When judges are empowered with more discretion, however, there is heightened potential for inter-judge variability in sentencing. In order to reduce sentencing disparities caused by individual sentencers, several countries and jurisdictions, most notably in the United States, have enacted laws reducing judicial discretion over the type and length of sentence to be imposed on a defendant for a given offense. The purpose of these sentencing laws is to introduce more formal, rational decisionmaking processes and explicit rules into the legal sentencing system in order to improve inter-judge consistency and reduce disparities. (1) Whether sentencing guidelines usually succeed in reducing unwarranted disparities is a highly debated question. (2)

Nevertheless, regardless of whether unwarranted disparities are reduced, it is often argued that sentencing guidelines and other limits on judicial sentencing discretion have a substantial side effect on the balance of power in court.
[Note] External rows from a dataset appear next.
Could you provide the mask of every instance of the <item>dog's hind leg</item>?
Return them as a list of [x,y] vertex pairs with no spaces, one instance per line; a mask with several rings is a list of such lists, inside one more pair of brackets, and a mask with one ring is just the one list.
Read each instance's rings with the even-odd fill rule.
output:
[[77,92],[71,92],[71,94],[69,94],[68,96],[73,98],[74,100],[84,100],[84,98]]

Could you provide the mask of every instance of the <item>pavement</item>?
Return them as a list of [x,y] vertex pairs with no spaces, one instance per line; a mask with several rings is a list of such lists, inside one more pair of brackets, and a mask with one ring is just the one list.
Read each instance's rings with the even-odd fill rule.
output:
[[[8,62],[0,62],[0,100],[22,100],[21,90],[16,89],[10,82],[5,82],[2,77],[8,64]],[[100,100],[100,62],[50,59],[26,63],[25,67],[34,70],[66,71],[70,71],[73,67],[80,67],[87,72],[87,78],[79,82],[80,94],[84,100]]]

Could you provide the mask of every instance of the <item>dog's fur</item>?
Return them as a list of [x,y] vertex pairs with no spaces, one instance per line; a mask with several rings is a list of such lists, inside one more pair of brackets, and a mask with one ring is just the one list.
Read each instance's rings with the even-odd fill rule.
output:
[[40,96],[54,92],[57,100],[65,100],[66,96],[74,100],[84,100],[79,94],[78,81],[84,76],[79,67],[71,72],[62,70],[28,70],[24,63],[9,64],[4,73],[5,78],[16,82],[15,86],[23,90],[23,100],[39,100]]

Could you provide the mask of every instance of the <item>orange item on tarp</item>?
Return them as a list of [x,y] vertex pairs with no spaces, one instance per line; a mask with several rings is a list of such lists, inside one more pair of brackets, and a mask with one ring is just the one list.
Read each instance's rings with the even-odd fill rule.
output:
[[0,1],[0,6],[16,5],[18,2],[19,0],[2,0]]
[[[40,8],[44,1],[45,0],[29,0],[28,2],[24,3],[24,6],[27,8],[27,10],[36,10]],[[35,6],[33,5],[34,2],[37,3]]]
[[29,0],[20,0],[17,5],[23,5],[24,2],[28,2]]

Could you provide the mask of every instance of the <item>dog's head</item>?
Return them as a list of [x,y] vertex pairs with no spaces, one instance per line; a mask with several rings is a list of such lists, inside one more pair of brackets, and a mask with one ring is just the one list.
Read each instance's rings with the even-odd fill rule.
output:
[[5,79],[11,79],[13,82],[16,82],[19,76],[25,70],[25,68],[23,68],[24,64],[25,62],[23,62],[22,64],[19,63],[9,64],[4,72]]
Instead of mitigating the effect of personal discretion, the guidelines transfer much of the sentencing power and discretion from judges to prosecutors. (3)

Using a comprehensive set of data from Israel, we analyze sentencing outcomes for offenders convicted of aiding illegal aliens. These data are assessed to examine whether sentencing guidelines are likely to transfer sentencing power from judges to prosecutors in the Israeli system.
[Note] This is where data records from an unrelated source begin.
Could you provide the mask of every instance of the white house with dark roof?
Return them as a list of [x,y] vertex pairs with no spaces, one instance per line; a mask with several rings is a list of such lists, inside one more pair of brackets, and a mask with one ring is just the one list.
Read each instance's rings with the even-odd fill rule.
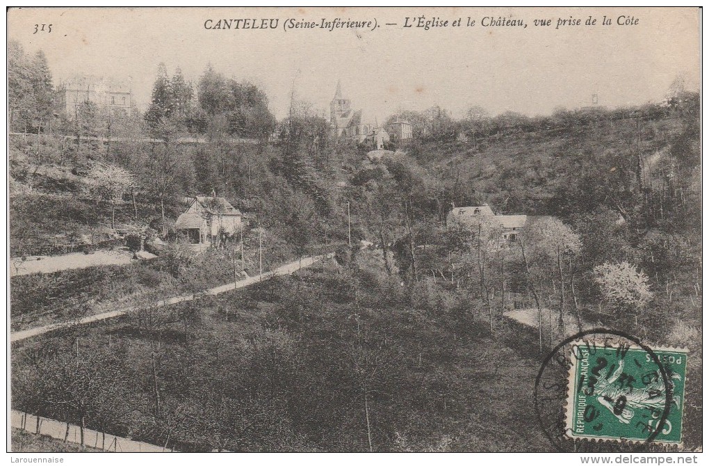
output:
[[177,217],[175,228],[190,243],[203,244],[221,235],[231,236],[241,228],[242,213],[223,197],[195,196]]
[[486,204],[469,207],[453,207],[446,217],[446,224],[450,227],[472,227],[478,224],[481,216],[486,216],[491,221],[499,223],[502,230],[502,239],[516,241],[517,235],[522,233],[528,220],[526,215],[495,215]]

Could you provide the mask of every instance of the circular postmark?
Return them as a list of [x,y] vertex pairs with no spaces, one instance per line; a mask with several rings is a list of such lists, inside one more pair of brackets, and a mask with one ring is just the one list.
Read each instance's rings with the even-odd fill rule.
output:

The next section is devoted to the discussion of the Israeli sentencing process and a description of the evolution of the sentencing law for aiding an illegal alien, including the Israeli Supreme Court's guiding decisions of Khatib and Abu-Salem. (4) Next, the literature on the effects of sentencing reforms on judicial and prosecutorial sentencing discretion is discussed. After making comparisons with American sentencing guidelines studies on the effect on judicial and prosecutorial discretion, we turn to the examination of Israeli sentencing practices during three different consecutive sentencing periods for this offense: pre-Khatib, post-Khatib, and post-Abu-Salem. This examination includes an analysis of the extent to which prosecutors and the courts circumvented the judicial guidelines in Khatib and their modification in Abu-Salem. Furthermore, we assess whether prosecutors gained additional sentencing control, previously vested in judges, after the Khatib guidelines limited judicial discretion in sentencing. The article concludes by exploring the legal and social ramifications of the findings.
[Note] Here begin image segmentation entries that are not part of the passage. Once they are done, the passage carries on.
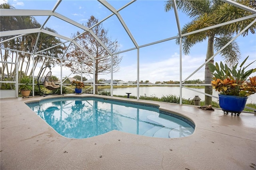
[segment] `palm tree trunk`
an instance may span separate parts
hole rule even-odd
[[[208,45],[207,46],[207,51],[206,52],[206,61],[207,61],[214,54],[214,35],[212,35],[208,38]],[[211,60],[209,63],[213,64],[214,60],[213,59]],[[213,75],[210,71],[208,67],[208,64],[205,65],[205,69],[204,70],[204,83],[208,84],[211,83],[211,81],[212,80]],[[207,94],[212,95],[212,86],[204,86],[204,92]],[[204,102],[206,105],[212,104],[212,98],[211,97],[206,95],[204,96]]]
[[[95,84],[97,84],[98,83],[98,61],[97,60],[95,61]],[[98,94],[98,85],[95,85],[95,94]]]

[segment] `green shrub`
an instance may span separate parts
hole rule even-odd
[[[144,94],[144,96],[140,96],[140,99],[141,99],[142,100],[152,100],[154,101],[160,101],[160,99],[157,97],[156,97],[155,94],[152,95],[150,96],[150,97],[149,97],[147,96],[146,94]]]
[[[108,96],[111,96],[111,92],[109,91],[102,91],[99,92],[98,94],[100,95]]]
[[[56,89],[55,89],[52,91],[50,93],[52,93],[53,94],[60,94],[60,88],[58,88]],[[68,94],[68,91],[67,88],[66,87],[64,87],[62,86],[62,94]]]
[[[0,90],[14,90],[15,89],[15,83],[1,83],[1,88]]]
[[[180,103],[180,98],[179,96],[177,96],[176,95],[169,94],[166,96],[163,96],[161,98],[160,101],[168,103]]]

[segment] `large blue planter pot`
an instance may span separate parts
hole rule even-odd
[[[82,88],[75,88],[75,92],[76,92],[76,93],[82,93]]]
[[[244,109],[248,97],[219,94],[220,107],[224,111],[240,113]]]

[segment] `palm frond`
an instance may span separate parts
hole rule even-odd
[[[239,0],[236,1],[246,6],[249,6],[250,5],[250,0]],[[248,16],[252,14],[251,12],[245,11],[244,10],[236,6],[225,3],[216,10],[214,15],[216,19],[216,23],[220,23]],[[237,34],[254,20],[254,18],[251,18],[224,25],[220,27],[222,31],[221,31],[222,32],[220,33],[222,35],[226,34],[227,33],[232,35]],[[247,35],[249,31],[254,34],[255,33],[256,29],[256,23],[254,23],[248,29],[244,31],[242,35],[244,36]]]
[[[218,51],[223,47],[233,37],[231,36],[216,38],[214,41],[215,49]],[[238,63],[241,58],[241,53],[238,44],[235,41],[225,48],[220,53],[225,60],[225,62],[229,66],[232,66]]]

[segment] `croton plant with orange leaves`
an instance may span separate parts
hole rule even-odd
[[[256,68],[245,71],[256,60],[242,68],[248,57],[243,61],[239,69],[237,69],[238,64],[229,68],[222,62],[219,66],[217,63],[215,65],[208,63],[209,69],[214,76],[212,86],[216,91],[222,94],[239,96],[248,96],[256,93],[256,76],[249,77],[256,71]]]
A. Background on Sentencing Policy in Israel

Israel is home to approximately eight million people. Despite its small population, Israel has a relatively high incarceration rate: not including security prisoners, the incarceration rate is 205 per 100,000 persons--twice the rate of most Western European countries (5)--though still much lower than the incarceration rate of the United States. (6)

Israel's criminal justice system is similar to that of most common law countries, but with some important distinctions. After the police make an arrest, prosecutors decide whether to press charges. If a defendant is charged, he or she can negotiate a plea agreement with the prosecutor, plead guilty without an agreement, or elect a bench trial. There are no juries in Israel. (7) A public defense attorney is provided for unrepresented defendants in every case that might result in imprisonment.